It's actually not a particularly brave or extreme target.
AGL's new wind farm at Silverton, near Broken Hill, will deliver electricity at A$65/MWh. AGL said that the cost of solar is around A$70/MWh. The company estimates that the cost of new (black) coal power stations is A$110/MWh. According to Lazard, the total cost of wind in the USA has been falling by 14% per annum since 2009, and solar by 24% per annum. According to Origin Electricity, the cost of renewables in Australia (solar and wind) has halved over the last 5 years, a compound rate of decline of 13% per annum (the difference with Lazard's data is partly due to movements in the A$.)
Meanwhile the cost of fuel in Oz coal generators is rising as old contracts expire. AGL disclosed that its cost of generation was $37/MWh in 2016, but this is based on old long-term contracts. As these expire, the cost of fuel alone will rise towards $60/MWh. And the cost of maintenance of the older generators is rising too. I don't know what maintenance cost for aging coal power stations are, but AGL mentioned $900 million over ten years for Liddell, which is about $7/MWh on generous output assumptions. So right now, the cost of existing coal-powered electricity is close to the costs of new renewables. But renewables will go on getting cheaper, while coal won't. In a couple of years, the economic pressure to shutter older coal generators, even without a carbon tax, will be intense.
What about the variability of wind and solar, you say? Well, battery costs are falling rapidly too. They have halved over the last 3 years, which is a cumulative rate of decline of 30% per annum. Let's assume that this rate of decline slows down to 20% p.a., though with 12 battery gigafactories being built round the world, it probably won't.
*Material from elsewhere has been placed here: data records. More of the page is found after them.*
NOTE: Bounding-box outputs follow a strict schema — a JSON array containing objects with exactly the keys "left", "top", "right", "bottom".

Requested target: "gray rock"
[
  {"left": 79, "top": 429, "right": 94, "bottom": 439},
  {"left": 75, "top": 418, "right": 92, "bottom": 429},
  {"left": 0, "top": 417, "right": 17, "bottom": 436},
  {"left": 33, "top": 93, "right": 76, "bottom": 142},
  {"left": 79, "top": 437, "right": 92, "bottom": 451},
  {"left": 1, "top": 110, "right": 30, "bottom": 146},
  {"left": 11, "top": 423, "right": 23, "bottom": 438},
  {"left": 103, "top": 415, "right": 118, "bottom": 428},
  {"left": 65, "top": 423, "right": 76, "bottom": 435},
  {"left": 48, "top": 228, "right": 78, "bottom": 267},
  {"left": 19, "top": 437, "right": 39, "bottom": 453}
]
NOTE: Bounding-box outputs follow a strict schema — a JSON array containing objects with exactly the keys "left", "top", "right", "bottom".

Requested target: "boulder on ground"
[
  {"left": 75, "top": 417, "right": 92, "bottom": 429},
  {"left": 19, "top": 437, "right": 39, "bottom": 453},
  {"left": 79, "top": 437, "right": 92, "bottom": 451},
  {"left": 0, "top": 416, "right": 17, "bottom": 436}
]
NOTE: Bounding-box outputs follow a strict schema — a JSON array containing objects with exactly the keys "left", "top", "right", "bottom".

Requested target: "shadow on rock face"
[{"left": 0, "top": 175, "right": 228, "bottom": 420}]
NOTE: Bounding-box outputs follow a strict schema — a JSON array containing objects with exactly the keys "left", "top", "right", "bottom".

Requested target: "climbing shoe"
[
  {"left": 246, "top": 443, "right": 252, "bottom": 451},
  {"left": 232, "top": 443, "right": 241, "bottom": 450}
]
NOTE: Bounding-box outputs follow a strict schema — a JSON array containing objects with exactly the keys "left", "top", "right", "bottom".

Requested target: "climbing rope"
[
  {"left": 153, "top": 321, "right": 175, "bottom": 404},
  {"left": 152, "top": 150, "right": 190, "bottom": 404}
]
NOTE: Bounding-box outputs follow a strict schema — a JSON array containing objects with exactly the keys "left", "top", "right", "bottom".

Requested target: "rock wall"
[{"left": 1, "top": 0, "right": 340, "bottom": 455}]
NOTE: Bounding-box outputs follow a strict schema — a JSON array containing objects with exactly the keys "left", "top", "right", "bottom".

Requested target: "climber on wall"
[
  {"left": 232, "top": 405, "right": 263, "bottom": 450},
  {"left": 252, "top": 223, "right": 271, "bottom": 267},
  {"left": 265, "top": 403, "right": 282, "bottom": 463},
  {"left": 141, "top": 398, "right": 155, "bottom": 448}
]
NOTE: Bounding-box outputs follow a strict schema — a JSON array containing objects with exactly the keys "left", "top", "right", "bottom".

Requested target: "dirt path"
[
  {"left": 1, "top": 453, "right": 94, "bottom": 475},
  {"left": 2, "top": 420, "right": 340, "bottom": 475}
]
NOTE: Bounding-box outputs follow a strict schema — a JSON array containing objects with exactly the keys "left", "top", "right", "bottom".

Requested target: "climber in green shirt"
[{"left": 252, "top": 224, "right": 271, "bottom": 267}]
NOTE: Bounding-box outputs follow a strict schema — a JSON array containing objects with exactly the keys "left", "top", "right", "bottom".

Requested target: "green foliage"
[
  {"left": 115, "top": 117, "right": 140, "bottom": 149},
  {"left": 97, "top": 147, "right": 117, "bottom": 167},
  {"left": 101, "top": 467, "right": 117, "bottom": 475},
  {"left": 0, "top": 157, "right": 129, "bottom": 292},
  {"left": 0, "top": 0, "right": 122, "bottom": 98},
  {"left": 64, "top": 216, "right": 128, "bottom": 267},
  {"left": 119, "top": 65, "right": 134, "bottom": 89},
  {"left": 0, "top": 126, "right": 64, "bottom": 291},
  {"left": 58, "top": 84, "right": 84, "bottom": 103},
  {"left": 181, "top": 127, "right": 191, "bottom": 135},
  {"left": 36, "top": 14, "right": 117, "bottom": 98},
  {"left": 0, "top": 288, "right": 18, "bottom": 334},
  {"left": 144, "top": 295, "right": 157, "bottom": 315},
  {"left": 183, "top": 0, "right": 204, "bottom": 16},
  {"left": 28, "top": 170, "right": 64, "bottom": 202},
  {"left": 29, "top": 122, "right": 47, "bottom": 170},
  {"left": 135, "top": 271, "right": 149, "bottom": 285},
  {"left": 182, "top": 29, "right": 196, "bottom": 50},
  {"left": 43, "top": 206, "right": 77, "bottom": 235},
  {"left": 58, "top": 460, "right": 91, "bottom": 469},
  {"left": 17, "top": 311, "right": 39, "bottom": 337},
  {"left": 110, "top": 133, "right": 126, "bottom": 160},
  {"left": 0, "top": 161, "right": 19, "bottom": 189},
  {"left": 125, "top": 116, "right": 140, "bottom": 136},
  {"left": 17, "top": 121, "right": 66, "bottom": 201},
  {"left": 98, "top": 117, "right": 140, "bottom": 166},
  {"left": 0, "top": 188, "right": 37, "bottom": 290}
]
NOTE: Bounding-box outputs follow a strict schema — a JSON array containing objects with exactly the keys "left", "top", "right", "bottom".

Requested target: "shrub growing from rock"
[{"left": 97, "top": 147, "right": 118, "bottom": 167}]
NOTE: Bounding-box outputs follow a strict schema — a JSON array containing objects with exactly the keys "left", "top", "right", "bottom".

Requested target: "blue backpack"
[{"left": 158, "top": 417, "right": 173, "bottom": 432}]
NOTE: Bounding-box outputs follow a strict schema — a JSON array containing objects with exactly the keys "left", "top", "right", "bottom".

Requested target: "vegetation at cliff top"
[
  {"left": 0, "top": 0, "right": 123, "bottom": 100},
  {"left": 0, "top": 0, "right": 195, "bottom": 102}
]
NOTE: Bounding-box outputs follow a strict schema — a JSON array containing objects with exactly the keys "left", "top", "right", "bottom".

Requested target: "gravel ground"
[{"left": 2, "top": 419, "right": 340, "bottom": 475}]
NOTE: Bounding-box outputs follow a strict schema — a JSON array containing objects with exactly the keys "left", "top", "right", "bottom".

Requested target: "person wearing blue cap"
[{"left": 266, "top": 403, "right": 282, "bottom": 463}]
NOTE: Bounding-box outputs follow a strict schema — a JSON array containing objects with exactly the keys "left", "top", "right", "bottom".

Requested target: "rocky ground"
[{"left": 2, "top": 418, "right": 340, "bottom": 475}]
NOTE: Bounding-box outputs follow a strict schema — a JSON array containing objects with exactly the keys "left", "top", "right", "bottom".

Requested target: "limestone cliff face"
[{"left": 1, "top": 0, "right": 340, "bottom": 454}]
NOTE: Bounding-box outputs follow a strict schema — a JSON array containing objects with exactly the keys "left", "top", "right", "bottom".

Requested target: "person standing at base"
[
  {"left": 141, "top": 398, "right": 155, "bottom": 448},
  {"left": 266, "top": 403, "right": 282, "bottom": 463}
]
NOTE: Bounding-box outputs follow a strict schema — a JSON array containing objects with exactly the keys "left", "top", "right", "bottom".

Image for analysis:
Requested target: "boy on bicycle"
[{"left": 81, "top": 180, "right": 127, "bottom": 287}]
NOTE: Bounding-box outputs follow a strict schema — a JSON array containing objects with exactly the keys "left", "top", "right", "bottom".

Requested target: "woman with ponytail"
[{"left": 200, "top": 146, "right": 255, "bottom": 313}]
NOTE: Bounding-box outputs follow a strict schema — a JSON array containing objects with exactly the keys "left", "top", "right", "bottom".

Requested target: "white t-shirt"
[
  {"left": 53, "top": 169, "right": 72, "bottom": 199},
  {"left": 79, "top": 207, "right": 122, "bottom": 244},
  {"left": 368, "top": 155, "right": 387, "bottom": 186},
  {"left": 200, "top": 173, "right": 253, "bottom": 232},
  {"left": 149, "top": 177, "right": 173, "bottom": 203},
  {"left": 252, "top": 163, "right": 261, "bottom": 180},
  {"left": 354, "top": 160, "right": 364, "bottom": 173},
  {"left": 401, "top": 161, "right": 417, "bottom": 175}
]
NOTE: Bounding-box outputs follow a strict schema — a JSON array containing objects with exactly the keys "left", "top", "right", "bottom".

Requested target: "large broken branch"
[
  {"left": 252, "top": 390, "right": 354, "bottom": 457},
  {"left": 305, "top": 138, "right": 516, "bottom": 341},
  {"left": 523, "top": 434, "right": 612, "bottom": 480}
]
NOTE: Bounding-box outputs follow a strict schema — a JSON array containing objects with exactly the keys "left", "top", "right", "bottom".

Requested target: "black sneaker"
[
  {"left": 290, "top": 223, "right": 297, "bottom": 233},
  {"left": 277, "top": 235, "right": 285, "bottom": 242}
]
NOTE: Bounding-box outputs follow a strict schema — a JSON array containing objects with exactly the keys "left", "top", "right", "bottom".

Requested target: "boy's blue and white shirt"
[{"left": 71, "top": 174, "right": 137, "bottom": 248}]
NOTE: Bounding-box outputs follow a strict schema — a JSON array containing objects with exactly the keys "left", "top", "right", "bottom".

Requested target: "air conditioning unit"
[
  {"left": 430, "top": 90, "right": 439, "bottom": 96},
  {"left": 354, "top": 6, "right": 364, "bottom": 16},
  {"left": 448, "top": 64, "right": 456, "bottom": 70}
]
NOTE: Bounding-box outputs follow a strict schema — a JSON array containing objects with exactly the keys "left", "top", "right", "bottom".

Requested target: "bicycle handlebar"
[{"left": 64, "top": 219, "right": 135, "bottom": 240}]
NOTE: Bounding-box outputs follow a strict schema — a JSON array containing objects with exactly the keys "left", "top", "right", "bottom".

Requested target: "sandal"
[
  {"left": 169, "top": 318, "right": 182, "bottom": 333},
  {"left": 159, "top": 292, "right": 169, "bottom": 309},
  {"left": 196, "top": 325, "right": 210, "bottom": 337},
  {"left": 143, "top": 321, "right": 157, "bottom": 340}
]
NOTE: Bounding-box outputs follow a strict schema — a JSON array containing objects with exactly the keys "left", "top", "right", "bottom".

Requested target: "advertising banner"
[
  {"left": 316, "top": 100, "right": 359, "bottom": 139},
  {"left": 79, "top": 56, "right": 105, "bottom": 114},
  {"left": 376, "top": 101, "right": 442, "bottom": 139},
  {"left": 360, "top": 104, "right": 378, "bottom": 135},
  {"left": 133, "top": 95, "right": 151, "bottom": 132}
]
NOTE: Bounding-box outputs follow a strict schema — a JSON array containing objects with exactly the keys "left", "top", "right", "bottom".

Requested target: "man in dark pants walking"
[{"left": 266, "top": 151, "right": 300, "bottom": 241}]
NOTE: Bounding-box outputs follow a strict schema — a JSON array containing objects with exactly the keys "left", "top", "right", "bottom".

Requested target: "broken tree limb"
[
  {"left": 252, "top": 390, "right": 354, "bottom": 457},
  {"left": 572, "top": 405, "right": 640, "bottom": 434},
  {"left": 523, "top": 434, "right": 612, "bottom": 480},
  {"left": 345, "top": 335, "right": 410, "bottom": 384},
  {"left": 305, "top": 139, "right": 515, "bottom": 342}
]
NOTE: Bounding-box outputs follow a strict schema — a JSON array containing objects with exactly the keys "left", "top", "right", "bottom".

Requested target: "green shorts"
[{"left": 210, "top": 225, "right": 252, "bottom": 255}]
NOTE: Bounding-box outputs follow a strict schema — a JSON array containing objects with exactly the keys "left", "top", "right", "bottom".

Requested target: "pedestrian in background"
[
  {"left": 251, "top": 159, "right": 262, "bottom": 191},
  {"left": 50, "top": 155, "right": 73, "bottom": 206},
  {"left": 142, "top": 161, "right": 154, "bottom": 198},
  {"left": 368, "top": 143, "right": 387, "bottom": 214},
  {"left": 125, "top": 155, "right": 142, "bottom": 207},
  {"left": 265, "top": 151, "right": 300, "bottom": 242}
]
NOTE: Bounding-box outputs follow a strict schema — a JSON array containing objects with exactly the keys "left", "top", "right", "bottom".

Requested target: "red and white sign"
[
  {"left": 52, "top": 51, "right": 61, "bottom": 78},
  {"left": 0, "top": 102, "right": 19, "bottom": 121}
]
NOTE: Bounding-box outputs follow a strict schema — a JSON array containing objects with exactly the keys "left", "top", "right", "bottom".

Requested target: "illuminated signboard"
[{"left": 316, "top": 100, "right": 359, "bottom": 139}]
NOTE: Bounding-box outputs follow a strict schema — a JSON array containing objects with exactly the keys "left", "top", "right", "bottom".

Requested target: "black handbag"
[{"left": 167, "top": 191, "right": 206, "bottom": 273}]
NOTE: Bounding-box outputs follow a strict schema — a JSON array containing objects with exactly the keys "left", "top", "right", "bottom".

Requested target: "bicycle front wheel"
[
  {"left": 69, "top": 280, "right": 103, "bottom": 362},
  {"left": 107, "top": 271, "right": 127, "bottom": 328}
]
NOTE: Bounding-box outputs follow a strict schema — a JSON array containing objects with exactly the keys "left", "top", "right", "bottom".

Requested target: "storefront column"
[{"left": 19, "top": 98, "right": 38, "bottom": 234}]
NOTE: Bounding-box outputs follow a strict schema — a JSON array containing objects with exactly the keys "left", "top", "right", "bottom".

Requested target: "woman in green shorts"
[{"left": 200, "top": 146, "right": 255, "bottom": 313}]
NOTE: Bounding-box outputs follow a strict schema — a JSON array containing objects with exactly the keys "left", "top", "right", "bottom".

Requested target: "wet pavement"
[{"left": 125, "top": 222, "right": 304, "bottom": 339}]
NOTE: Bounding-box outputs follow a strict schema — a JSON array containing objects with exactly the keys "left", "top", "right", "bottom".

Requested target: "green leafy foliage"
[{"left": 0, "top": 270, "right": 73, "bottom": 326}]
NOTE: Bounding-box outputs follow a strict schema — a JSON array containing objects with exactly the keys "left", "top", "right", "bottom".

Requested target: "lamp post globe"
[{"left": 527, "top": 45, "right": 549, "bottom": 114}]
Tesla's South Australia's battery bank cost US$50 million, for 129 MWh of storage. Assuming (conservatively) a 10 year life, that works out at US$106/MWh delivered, or A$141/MWh. The CSIRO estimates that we would need less than 5 hours storage at 80% penetration. So, being cautious, let's do the costs for 6 hours of battery storage at 50% renewables penetration. 6 hours of li-ion battery storage added to wind or solar would add A$35/MWh to the underlying cost of the energy--which is $65/MWh for wind, & $70/MWh for solar--taking total cost (power plus storage) to A$100/MWh and A$105/MWh respectively.
But .... the costs of wind, solar and batteries will go on declining. Look at the table below:
(Notes: The total renewables cost assumes 50% wind and 50% solar with a conservative 6 hours of li-ion battery storage. The fuel cost of coal is assumed to rise to $60/MWh as cheap coal supply contracts expire. The coal price is assumed to remain flat, and the A$ is assumed to remain unchanged. The cost of new coal is assumed to remain at A$110/MWh. I've ignored the high probability that some form of carbon tax/cap and trade is introduced. A $20/tonne carbon tax adds about $20 to the cost of coal-generated electricity. I've ignored the profits that battery storage could make from arbitraging fluctuations in the wholesale electricity price over the day, which would reduce their cost.)
- New coal power stations are already more expensive than a portfolio of new renewables with 6 hours of storage.
- By 2022, new coal will be almost twice as expensive as the renewables portfolio
- By 2020, new renewables will be as cheap as the fuel cost of coal, before maintenance. Let me repeat that: the cost of a brand new portfolio of wind, solar and batteries will be cheaper than the running cost of coal power stations by 2020. And the differential will only widen thereafter.
- Coal power stations are 25 or 30 year investments. They are already more expensive than renewables. Within 3 years their fuel cost on its own will be more expensive than renewables. Why would anyone rational build a new coal power station? And after 2020 or 2021, why would anyone keep an existing coal power station going when renewables are so much cheaper?
- I've used the example of li-ion batteries which are currently the most expensive commercially available storage options. However, there are already cheaper options. Pumped hydro storage costs vary a lot depending on the site it's located at, but I've seen estimates of A$30 per hour. The CSP plant at Port Augusta has a PPA of A$75/MWh, which includes the cost of power and storage, little more than solar without storage, but that prolly assumes some profits from arbitrage.
- I haven't even included household/small business solar with behind-the meter batteries. These by themselves could contribute the equivalent of a couple of hours of grid-level storage.
Labor won't have to push very hard to get 50% renewables by 2030. Market forces are already rapidly driving electricity generation that way. The people who are "utterly mad" in this whole imbroglio are the right-wing coal spruikers in the "Liberal" Party, and the ill-informed hacks of the Murdochcracy. Their passion for 19th century technology when cheaper, cleaner, and better replacements exist is, frankly, demented.
My numbers will certainly be wrong, but the trend is crystal clear.